The memory triggered by her enchanted tea was the day she married Jack. As Beth, she finally felt content, safe and couldn’t imagine giving up her carefully designed life for anything in the world.

When the crimson sun melted into the horizon, Beth pulled out the crystal decanter of Remy Martin Louis XIII Cognac. The $40,000 bottle was filched from the wine vault of the restaurant before she handed over the keys to the new owners. Beth brought it with her to celebrate when she finally found her safe harbour.

She then went to her bedroom dresser where she had hidden the velvet pouch of tea. Beth opened the drawer and reached into the back corner. But it was gone. She frantically threw the entire contents on her bed. Out dropped an envelope with her name boldly printed in red on the front.

It was from Jack. “Don’t bother trying to find me,” was the first line. Jack had targeted her from the beginning. Beth was the perfect mark … obviously hiding something. His friend was able to trace her entire history with just her fingerprints and photo. People in her past lives were all too willing to talk.

And Jack’s expertise as a hacker allowed him to track her every move, read every text and email, hear almost every conversation through her phone and computer. He not only knew all her aliases, bank accounts and passwords, but all about the enchanted tea, which he wrote, “was an unexpected and astonishing bonus.”

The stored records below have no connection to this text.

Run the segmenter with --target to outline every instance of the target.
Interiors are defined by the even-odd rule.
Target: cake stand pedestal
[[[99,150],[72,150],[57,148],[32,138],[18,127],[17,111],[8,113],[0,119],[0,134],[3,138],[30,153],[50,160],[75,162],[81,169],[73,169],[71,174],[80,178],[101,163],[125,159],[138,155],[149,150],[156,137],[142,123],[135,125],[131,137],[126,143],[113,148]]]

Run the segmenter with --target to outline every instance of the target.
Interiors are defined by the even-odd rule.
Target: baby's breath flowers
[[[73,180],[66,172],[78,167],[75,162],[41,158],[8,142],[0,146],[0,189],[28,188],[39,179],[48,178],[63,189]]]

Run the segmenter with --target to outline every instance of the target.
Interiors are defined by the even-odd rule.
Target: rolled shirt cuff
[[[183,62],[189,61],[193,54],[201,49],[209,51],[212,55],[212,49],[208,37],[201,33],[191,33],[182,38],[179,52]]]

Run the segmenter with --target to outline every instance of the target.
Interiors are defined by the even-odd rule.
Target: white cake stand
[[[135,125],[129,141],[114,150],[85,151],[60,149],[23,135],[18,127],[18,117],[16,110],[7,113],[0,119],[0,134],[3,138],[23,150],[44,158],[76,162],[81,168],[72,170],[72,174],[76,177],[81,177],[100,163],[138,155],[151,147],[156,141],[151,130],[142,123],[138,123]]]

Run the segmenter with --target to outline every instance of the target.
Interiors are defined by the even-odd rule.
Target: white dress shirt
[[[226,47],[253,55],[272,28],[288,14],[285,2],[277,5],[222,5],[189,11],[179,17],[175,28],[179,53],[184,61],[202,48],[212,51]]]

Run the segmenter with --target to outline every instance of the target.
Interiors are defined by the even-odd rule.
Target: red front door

The shock of Jack’s betrayal left Beth catatonic. She sat motionless on the edge of her bed until her housekeeper found her days later. The ink on the letter had disappeared the night she read it. When the ambulance arrived, she was taken directly to the local psychiatric hospital.

A young man who claimed to be Jack’s son arrived a few weeks later to sell the house. He told people his father had moved in with him. The proceeds would be put into a trust to take care of Beth. After grabbing the bottle of cognac from Beth’s desk, he climbed into his cobalt blue Porche Speedster.

Jack looked into the mirror and smiled. “Hey, Peter Pan, build faith, extract trust, add a little pixie dust…and dreams can come true.” He laughed out loud and drove away.